Offene, ehrliche Worte. Vorgetragen ohne jegliche Form von verbalem Aktionismus und Ungeduld - dafür mit tiefster Überzeugung in der Stimme, dass er es eines Tages schaffen wird, beim bedeutendsten Turnier der Welt in die Fußstapfen von Boris Becker und Michael Stich zu treten. Wohlwissend, dass der Wimbledon-Coup noch ein bisschen unsterblicher macht als Erfolge in Melbourne, Paris oder New York.

4,5 Zentimeter langer Muskelriss ausgeheilt: "Sascha" ist fit

Die Voraussetzungen scheinen bereits in diesem Jahr recht gut. Alexander Zverev ist deutlich gereift.
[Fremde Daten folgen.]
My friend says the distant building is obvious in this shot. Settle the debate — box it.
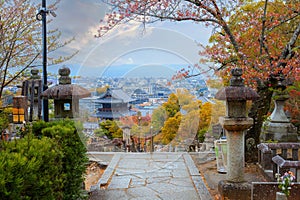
[131,89,149,104]
[80,88,134,120]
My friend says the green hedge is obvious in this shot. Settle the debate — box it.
[0,120,88,200]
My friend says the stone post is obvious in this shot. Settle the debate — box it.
[216,68,259,199]
[260,79,298,142]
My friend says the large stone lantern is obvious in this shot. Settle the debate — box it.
[216,68,259,199]
[42,67,91,118]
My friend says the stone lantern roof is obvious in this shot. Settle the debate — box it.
[42,67,91,100]
[215,68,259,101]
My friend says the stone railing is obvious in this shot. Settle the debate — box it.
[272,155,300,182]
[258,143,300,181]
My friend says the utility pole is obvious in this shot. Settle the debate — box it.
[41,0,49,122]
[36,0,56,122]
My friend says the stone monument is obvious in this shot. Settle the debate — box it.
[216,68,259,200]
[261,76,298,142]
[42,67,91,118]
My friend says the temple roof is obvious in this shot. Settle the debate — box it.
[96,88,134,103]
[41,84,91,100]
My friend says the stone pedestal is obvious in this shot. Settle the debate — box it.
[216,69,259,200]
[276,192,287,200]
[220,117,253,183]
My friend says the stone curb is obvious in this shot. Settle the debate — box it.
[90,154,121,191]
[183,153,212,200]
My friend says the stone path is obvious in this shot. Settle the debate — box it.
[90,152,212,200]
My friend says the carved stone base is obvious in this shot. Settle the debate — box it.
[261,122,298,142]
[218,180,251,200]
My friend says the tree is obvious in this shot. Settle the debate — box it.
[98,0,300,162]
[161,112,181,144]
[0,0,77,99]
[162,93,180,117]
[99,120,123,139]
[285,81,300,130]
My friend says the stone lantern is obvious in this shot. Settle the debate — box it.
[42,67,91,118]
[216,68,259,199]
[261,79,298,142]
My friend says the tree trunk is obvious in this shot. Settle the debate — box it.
[245,85,273,163]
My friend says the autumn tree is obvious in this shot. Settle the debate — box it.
[98,0,300,162]
[0,0,76,98]
[161,112,181,144]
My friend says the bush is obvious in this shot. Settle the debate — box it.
[0,120,88,200]
[0,136,63,200]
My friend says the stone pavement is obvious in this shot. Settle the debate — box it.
[90,152,212,200]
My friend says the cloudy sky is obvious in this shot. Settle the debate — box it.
[42,0,211,76]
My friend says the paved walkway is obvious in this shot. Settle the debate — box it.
[90,153,212,200]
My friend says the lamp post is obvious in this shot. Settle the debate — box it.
[137,116,142,152]
[150,126,154,153]
[36,0,56,122]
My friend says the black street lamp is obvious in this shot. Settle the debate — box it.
[36,0,56,122]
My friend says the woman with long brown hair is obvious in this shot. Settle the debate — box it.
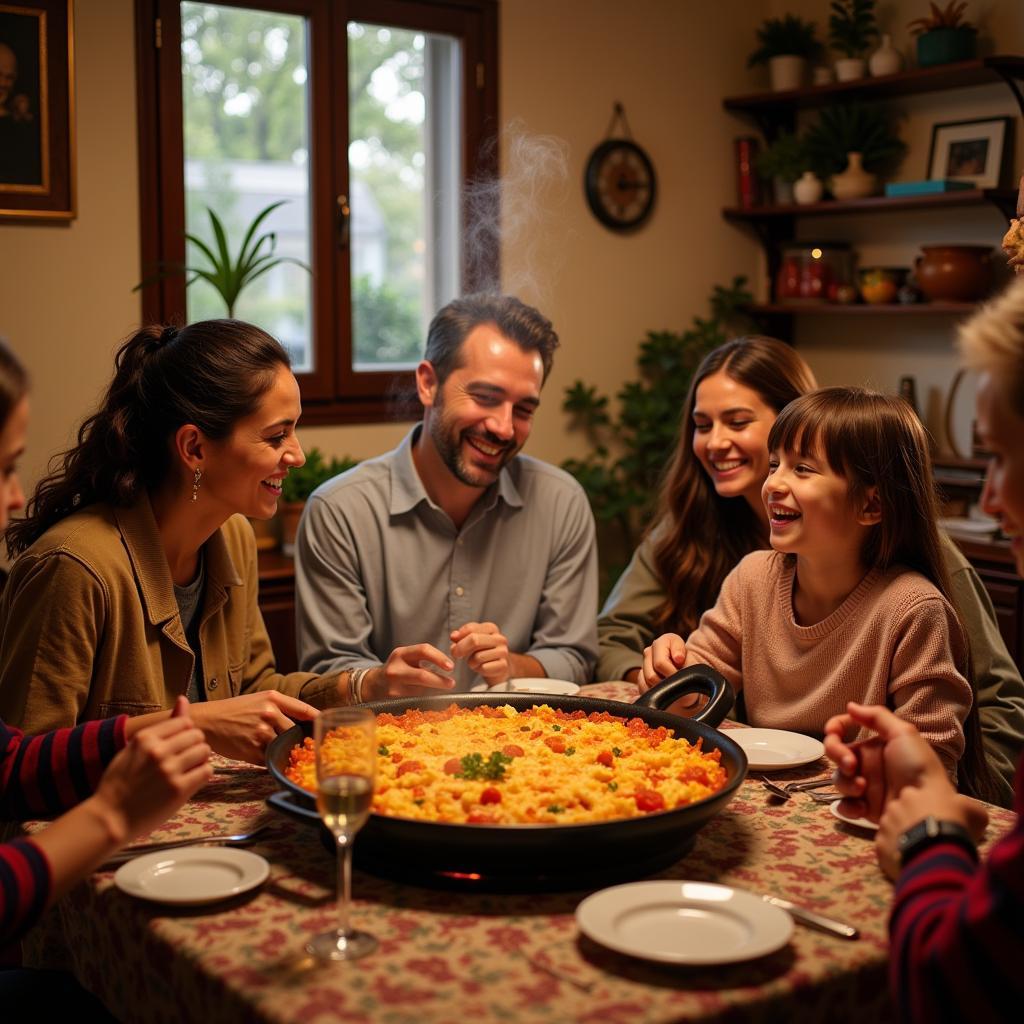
[598,336,1024,806]
[0,321,346,762]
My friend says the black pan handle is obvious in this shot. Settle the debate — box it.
[266,790,321,824]
[636,665,736,725]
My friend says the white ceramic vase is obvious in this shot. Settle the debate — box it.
[793,171,824,206]
[836,57,867,82]
[768,54,807,92]
[831,153,876,199]
[867,36,903,78]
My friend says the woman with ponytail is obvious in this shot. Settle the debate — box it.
[0,321,345,763]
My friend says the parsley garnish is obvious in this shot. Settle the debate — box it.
[456,751,512,780]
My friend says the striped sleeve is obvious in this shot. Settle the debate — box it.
[0,715,128,821]
[889,761,1024,1022]
[0,839,50,949]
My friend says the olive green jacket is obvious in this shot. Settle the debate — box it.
[0,498,338,733]
[597,535,1024,807]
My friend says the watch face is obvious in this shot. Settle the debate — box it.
[584,139,655,230]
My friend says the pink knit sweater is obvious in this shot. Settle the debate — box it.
[686,551,971,769]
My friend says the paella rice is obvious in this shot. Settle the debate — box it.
[286,705,726,824]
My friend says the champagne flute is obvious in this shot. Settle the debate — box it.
[306,708,377,961]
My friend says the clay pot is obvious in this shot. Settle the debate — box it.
[915,246,992,302]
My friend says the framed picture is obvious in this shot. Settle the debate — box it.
[928,118,1014,188]
[0,0,75,220]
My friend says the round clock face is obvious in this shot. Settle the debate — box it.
[584,138,655,231]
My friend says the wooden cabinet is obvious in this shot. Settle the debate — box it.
[258,551,299,672]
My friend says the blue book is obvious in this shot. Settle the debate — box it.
[886,178,978,196]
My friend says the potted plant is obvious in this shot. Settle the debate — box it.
[907,0,978,68]
[132,200,312,318]
[828,0,879,82]
[280,447,358,555]
[804,103,906,199]
[746,14,822,92]
[755,132,808,203]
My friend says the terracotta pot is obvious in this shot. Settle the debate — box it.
[916,246,992,302]
[278,502,306,555]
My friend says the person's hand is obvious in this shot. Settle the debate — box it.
[824,701,942,821]
[874,772,988,881]
[452,623,512,686]
[362,643,455,700]
[90,697,213,843]
[188,690,319,765]
[637,633,686,693]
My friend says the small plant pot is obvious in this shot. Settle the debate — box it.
[278,502,306,556]
[836,57,867,82]
[768,54,807,92]
[918,29,978,68]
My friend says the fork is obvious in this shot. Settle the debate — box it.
[103,824,270,867]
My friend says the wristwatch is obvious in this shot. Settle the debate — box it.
[896,814,978,866]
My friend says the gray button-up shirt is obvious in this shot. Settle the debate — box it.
[295,428,597,690]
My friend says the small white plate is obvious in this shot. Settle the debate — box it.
[828,800,879,831]
[114,846,270,905]
[729,729,825,771]
[577,882,793,964]
[472,676,580,696]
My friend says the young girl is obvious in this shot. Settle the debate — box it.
[641,388,989,795]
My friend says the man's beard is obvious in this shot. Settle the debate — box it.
[430,406,518,488]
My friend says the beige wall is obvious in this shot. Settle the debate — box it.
[0,0,1024,495]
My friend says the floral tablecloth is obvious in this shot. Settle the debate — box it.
[22,684,1013,1024]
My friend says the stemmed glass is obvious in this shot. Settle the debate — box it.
[306,708,377,961]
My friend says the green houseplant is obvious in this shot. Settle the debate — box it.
[132,200,312,318]
[828,0,879,82]
[281,447,358,555]
[804,103,906,192]
[562,278,753,594]
[907,0,978,68]
[746,14,823,91]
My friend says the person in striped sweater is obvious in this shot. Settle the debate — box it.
[0,341,212,954]
[825,278,1024,1024]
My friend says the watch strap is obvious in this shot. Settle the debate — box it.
[896,814,978,865]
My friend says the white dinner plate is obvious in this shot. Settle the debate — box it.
[577,882,793,965]
[114,846,270,905]
[729,729,825,771]
[473,676,580,696]
[828,800,879,831]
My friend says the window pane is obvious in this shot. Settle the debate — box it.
[348,22,462,371]
[181,3,312,371]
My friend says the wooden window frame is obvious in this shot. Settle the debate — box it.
[135,0,500,424]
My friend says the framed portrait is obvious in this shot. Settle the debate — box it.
[928,118,1014,188]
[0,0,75,220]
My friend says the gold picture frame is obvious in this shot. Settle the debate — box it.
[0,0,76,220]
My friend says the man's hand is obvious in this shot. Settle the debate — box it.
[452,623,512,686]
[637,633,686,693]
[188,690,319,765]
[874,772,988,881]
[362,643,455,700]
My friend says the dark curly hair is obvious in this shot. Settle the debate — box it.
[7,319,291,555]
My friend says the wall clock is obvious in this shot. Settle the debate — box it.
[584,138,656,231]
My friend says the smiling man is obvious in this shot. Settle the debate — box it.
[296,295,597,699]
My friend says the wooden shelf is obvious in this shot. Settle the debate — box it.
[722,188,1017,221]
[722,56,1024,117]
[744,302,978,316]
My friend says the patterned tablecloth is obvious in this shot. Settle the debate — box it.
[22,684,1013,1024]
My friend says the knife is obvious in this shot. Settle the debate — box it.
[761,896,860,939]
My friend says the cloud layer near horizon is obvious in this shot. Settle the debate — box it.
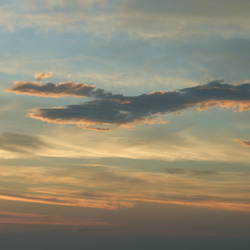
[8,81,250,129]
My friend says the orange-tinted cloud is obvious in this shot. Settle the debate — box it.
[34,72,53,81]
[236,140,250,147]
[8,81,250,130]
[0,211,114,226]
[7,81,96,97]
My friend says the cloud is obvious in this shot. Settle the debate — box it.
[7,81,97,97]
[236,140,250,147]
[8,81,250,127]
[34,72,53,81]
[165,168,217,176]
[0,211,113,228]
[0,133,48,154]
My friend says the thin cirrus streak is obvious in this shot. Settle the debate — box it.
[0,211,114,226]
[236,140,250,147]
[7,81,250,130]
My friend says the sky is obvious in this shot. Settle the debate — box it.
[0,0,250,250]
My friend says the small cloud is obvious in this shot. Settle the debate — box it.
[34,72,53,81]
[0,133,48,154]
[235,140,250,147]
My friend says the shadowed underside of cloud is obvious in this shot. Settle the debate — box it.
[8,81,250,128]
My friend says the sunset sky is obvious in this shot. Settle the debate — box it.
[0,0,250,250]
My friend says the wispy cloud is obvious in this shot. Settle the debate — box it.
[0,133,48,154]
[8,81,250,127]
[34,72,53,81]
[236,140,250,147]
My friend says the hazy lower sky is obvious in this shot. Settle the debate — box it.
[0,0,250,250]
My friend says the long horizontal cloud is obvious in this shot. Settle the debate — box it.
[8,81,250,129]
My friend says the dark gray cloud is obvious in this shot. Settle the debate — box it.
[20,81,250,129]
[8,81,250,131]
[0,133,48,154]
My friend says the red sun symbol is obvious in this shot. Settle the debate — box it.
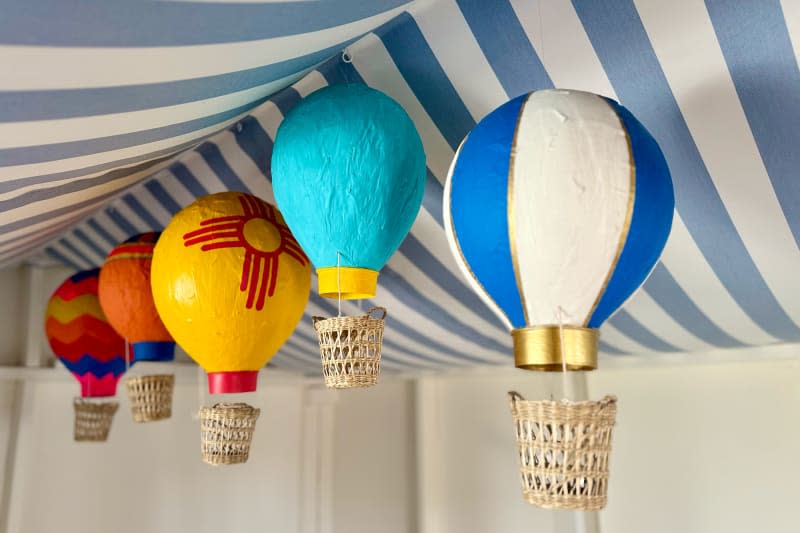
[183,195,308,311]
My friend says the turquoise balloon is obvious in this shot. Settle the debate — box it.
[272,84,426,290]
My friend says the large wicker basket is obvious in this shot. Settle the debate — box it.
[73,398,119,442]
[313,307,386,389]
[200,403,261,465]
[125,374,175,422]
[509,392,617,511]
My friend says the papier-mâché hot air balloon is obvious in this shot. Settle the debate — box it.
[45,269,126,398]
[98,232,175,422]
[444,90,675,369]
[271,84,426,299]
[151,192,311,394]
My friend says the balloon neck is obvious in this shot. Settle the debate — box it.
[75,372,119,398]
[511,325,600,371]
[208,370,258,394]
[317,267,378,300]
[133,341,175,361]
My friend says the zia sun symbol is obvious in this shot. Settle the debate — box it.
[183,196,308,311]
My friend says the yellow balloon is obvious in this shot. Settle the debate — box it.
[151,192,311,393]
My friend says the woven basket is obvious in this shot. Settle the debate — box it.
[509,392,617,511]
[200,403,261,465]
[125,374,175,422]
[73,398,119,442]
[313,307,386,389]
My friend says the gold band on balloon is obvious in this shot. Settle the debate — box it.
[511,326,599,371]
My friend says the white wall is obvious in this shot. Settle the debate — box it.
[418,359,800,533]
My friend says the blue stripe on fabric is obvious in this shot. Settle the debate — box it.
[58,354,125,378]
[144,179,181,215]
[609,309,681,352]
[572,0,800,340]
[195,142,252,192]
[0,98,267,166]
[86,218,119,248]
[122,194,164,231]
[375,13,475,150]
[311,293,486,365]
[587,98,675,328]
[0,0,408,47]
[232,116,272,180]
[106,207,141,237]
[169,163,208,198]
[44,246,81,270]
[643,263,746,348]
[72,228,107,265]
[58,239,97,266]
[706,0,800,246]
[270,87,301,116]
[445,96,527,328]
[458,0,553,98]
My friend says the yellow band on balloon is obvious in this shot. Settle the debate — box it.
[511,326,599,371]
[317,267,378,300]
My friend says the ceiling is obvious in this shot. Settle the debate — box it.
[0,0,800,371]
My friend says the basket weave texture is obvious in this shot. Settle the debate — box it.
[509,392,617,511]
[73,398,119,442]
[200,403,261,465]
[313,307,386,389]
[125,374,175,422]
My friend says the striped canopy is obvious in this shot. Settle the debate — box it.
[0,0,800,372]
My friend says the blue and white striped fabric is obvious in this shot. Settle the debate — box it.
[444,89,675,330]
[0,0,800,372]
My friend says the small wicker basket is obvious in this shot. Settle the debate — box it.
[313,307,386,389]
[73,398,119,442]
[200,403,261,465]
[125,374,175,422]
[509,392,617,511]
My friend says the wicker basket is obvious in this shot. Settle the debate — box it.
[313,307,386,389]
[200,403,261,465]
[73,398,119,442]
[125,374,175,422]
[509,392,617,511]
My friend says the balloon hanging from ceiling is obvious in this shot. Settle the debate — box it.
[271,84,426,388]
[45,269,127,441]
[444,90,675,510]
[151,192,311,464]
[98,232,175,422]
[444,89,675,370]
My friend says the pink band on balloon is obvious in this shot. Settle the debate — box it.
[208,370,258,394]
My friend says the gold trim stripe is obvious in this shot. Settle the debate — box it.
[506,93,533,326]
[583,96,636,326]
Zudem ist sein 4,5 Zentimeter langer Muskelriss im linken Oberschenkel, der ihn im Viertelfinale der French Open gegen seinen Kumpel Dominic Thiem behindert hatte, komplett verheilt. Eine MRI-Untersuchung in London hat dies bestätigt.

"Ich freue mich auf das Turnier, jeder tut das. Es ist Wimbledon", betonte "Sascha" Zverev, der nach eigener Aussage in den vergangenen Tagen "sehr gut" trainiert hat. Auch beim Schaukampf-Event "The Boodles" hinterließ der gebürtige Hamburger im Match gegen den Spanier Pablo Carreno Busta einen souveränen Eindruck.

Gutes Omen gegen den Erstrundengegner Duckworth

Zverev tritt in seiner Erstrundenpartie am Dienstag gegen den Australier James Duckworth an, der in der Weltrangliste momentan nur auf Platz 752 notiert ist. "ich habe mein erstes Challenger-Match gegen ihn gewonnen", berichtete er, der sich für das ultimative Traditionsevent des Tennissports keine besondere Taktik zurecht gelegt hat: "Ich gewöhne mich schnell an neue Beläge. Ich werde versuchen, gut aufzuschlagen. Da wird nicht groß taktiert."

Im vergangenen Jahr war der Davis-Cup-Spieler in seinem bis dato ersten Grand-Slam-Achtelfinale an Milos Raonic (Kanada) gescheitert. Im Mai stand er bei den French Open in der Runde der letzten Acht. Peu a peu geht es voran bei Alexander Zverev. "Es ist eine Frage der Zeit, wann er sein erstes Major gewinnt", sagte der schwedische Altmeister Mats Wilander jüngst erst wieder.

Zverev wird es mit einem Schulterzucken quittiert haben. Aus der Ruhe bringt den 1,98-m-Schlacks so schnell nichts. Höchstens der Kampf gegen sich selbst - bei dem die innere Stimme schonmal die Oberhand über die Emotionen behält.